Due to their nature of over-the-counter (OTC) contracts, futures contracts carry counterparty risks that futures contracts would not have. You must guarantee the capacity of the counterparty to the contract to fulfill its obligations.
Swaps are another over-the-counter derivative typically used to hedge interest rates. With this instrument, you trade the cash flow with a counterparty. For example, if you borrow $ 50,000 at a variable rate, you could hedge the interest rates by using a third party swap.
The third party would make the payments on the debt, and you would pay them instead. The interest rate you pay the third party would be higher than the original rate on the debt. If interest rates go up you will win, but if they don’t, the third party makes a profit.
Advantages and disadvantages of derivatives
Let’s sum up what we talked about with a list of pros and cons for derivatives:
- Risk coverage / mitigation: Use derivatives to hedge the price of an asset or equity investment to which you are overly exposed.
- Blocked price: Set your price now so you can plan accordingly.
- Leverage: Control far more assets than the actual amount of money you have.
- Returned: Sell derivatives to traders looking for leverage to produce stable income.
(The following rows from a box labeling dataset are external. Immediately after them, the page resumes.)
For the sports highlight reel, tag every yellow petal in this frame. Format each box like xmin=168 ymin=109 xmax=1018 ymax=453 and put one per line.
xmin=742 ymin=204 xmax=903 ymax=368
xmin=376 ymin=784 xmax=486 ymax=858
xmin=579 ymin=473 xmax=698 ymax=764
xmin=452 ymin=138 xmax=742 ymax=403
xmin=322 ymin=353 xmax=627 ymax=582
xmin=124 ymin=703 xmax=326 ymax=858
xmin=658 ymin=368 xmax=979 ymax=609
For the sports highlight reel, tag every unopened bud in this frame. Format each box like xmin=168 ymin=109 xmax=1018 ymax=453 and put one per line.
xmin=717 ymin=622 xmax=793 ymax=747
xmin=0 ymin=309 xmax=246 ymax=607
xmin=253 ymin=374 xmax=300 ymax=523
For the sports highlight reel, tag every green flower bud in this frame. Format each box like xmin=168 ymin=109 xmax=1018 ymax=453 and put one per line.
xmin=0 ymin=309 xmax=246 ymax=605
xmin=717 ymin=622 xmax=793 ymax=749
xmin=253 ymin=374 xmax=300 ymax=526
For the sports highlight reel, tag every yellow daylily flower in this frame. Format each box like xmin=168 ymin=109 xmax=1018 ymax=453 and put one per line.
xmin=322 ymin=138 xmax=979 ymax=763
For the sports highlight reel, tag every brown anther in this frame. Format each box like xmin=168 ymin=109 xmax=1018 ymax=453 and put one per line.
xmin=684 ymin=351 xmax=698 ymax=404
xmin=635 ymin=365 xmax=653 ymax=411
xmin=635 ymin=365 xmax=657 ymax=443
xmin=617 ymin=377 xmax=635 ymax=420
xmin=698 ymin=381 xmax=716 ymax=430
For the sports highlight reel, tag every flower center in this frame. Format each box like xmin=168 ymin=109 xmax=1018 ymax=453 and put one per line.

- Volume issues: Not all of the underlying assets have popular derivatives. I cannot count the number of times I have tried to sell covered calls only to find that only three or four contracts trade each day. When this happens, the derivative can be very difficult to value and you will likely have a huge supply / demand spread.
- Time limit: Derivatives inherently expire on a certain date. If you buy a call option and the price of the underlying stock hits the moon one day after the option expires, you’re out of luck.
- Counterparty risk: Any over-the-counter derivative carries the risk that your counterparty will rip you off or simply not be able to fulfill their half of the contract.
- Leverage: This aspect is both for and against. If the underlying asset has grown dramatically, you’re in gold (maybe literally). If he has a huge downward movement, you’re done.
History of derivatives
We will end this derivative odyssey with a brief history. Unsurprisingly, it started with commodities and farmers. What good story does not have?
As early as 8000 BC, the ancient Sumerians used clay tokens to enter into a futures / futures contract to deliver goods at a future date. This type of contract lasted at least until the days of the Code of Hammurabi in Mesopotamia.
In 500 BC Greece, the first options (remember, an option is like a future, but there is no obligation) were traded. There are historical anecdotes about options and futures around the world from medieval times and into the 1800s when the Chicago Board of Trade was formed and derivatives began to modernize.
The Chicago Board of Trade is now called the Chicago Mercantile Exchange, with more than 19 million contracts traded daily last year. Clay tokens have turned into highly leveraged futures contracts, but there are still farmers looking to lower their risk and speculators wanting to.